When fresh needs do arise, it is too late to build up an existing member of the team, so they look outside, with all the costs and risks that entails. It is a continuing cycle: underdeveloped staff stagnating or departing for fresh opportunities, new personnel coming in, and the sad story repeats.

Some companies try internal promotions when staffing needs arise, but they are not planned out well. Even if your staff is dedicated, parachuting them into demanding positions they are not ready for only creates a new problem. The new role may overwhelm them or may not suit them. Either way, the move can reinforce self-doubts, undermine their confidence, and detract from company outcomes.

Companies must identify talent with management potential and plan a strategy to challenge them continually with new responsibilities, mentoring, and cross-training – all with an eye towards promotion over time. Commonly called career pathing, the approach focuses on “high-potential” employees and can bring out the best in personnel and performance, with minimal risk.

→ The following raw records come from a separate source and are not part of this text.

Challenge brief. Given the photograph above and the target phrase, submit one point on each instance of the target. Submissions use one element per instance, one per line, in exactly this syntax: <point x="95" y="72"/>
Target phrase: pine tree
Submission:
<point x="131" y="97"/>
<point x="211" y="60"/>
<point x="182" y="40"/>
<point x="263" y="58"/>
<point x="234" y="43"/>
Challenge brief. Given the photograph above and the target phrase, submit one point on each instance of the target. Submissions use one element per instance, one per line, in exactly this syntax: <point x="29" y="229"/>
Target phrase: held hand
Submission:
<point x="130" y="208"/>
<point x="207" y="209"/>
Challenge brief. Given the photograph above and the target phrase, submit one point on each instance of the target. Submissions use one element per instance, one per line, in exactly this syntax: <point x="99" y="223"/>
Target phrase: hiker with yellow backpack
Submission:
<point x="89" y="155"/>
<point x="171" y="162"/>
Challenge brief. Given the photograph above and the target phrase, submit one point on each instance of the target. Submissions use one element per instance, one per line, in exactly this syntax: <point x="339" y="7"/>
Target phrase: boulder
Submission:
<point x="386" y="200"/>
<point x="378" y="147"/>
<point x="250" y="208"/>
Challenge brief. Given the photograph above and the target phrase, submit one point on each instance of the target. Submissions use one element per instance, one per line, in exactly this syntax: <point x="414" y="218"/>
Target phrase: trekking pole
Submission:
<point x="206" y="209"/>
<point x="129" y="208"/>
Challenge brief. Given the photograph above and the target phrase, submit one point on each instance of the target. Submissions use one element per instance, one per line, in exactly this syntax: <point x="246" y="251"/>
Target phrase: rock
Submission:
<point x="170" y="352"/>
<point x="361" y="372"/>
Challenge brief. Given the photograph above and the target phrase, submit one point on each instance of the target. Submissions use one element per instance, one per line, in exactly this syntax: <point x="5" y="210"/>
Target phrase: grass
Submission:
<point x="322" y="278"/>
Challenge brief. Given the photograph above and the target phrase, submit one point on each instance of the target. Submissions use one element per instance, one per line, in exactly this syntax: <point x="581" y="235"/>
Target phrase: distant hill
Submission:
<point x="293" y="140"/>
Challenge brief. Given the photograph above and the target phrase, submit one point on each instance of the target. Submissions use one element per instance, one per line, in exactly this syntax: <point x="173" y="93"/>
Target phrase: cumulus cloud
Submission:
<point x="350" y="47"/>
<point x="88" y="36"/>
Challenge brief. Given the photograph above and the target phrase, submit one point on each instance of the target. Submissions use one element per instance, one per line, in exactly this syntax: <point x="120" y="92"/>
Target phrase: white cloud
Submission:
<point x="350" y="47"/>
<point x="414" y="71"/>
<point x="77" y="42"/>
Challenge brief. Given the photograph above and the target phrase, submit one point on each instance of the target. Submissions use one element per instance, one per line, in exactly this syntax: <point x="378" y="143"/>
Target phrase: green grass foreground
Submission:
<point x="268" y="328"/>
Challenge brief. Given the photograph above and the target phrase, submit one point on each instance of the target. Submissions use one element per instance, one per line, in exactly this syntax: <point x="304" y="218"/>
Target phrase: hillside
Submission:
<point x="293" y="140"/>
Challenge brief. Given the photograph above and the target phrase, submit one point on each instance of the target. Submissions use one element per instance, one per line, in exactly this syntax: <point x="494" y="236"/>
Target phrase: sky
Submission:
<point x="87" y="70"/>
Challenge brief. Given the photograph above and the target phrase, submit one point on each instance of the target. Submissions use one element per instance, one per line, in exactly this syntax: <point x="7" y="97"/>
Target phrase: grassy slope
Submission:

“We’ve developed a number of staff internally, and it has been effective and really rewarding,” says the CEO of a home-building firm in Canada. “When you are able as we have to see a receptionist grow, over the years, into an effective operations manager, you get a true commitment, a knowledge of the nuts and bolts of the company, and terrific results.”

Here’s how you can develop from within:

Watch a new or existing employee for at least six months and make a note if they are eager and fit into the company well. Hold a series of conversations with them about their work interests, ambitions, and professional plan. Validate that they are up for a challenge. Document your thoughts in their personnel file and share it with them.

In discussion with the employee, choose a direction for professional growth and development and outline a few projects or new responsibilities that will come their way when appropriate. Pace the plan based on their eagerness as well as their abilities. Some will want new opportunities quarterly; others will prefer a slower pace.

If the growth isn’t fast enough, make fresh opportunities by pushing leaders above them to delegate more (and focus on more strategic work), and if necessary, by dismissing sub-optimal employees and reassigning their work to ones that are thriving.

Not every spotlighted candidate will reach their potential or last the course. But keep the numbers manageable, and emphasize quality mentoring, planning and projects, so that the effort is worthwhile for both sides and progress can be tracked and noted. Working with only a handful of employees at one time is best if that is what you can manage well.

High-potential employees should have a mentor in the company, often their boss. Growing inside a company can be an emotional journey, at times frustrating, scary, and rewarding. Having someone who the employee feels cares about them is crucial. Always make sure to give constructive feedback on performance, positive or negative, to help the employee learn.

One way to best mentor employees is to use regular one-on-one check-ins using a consistent online format for those meetings. This allows the sessions to be more focused on the work to be done than  random conversation. The One Page Planning and Performance System has a built-in weekly or monthly check-in module that asks the employee to rate their performance for the prior period and set goals for the following period. This gives you a chance to evaluate how the employee thinks and how they’re coming along and a place to add your own feedback in writing. The system then saves each check-in to record their progress over time

Building the Backbone

Aside from high-growth companies, it’s nearly impossible to tell when a company will need to harness more talent. Growing talent can be cost-free. The excitement generated by employees getting new opportunities usually more than pays for the cost of supporting them and helps ensure that qualified personnel is on hand for when openings do arise. It is a slow process requiring regular attention. Yet over 10-30 years, such mentored talent can form the backbone of many operations. Each new position filled from within confirms a successful journey for both employees and the company and is a moment for real celebration.

“The process can stretch over decades, so it requires time and real commitment,” says the home-building firm’s CEO. “We have a vice-president of operations who started with us as a framer on building sites. There were some areas where he needed backstopping, and we’ve been able to help him focus on his strengths. Now he’s a great leader for us. It shows how effective and gratifying the process can be.”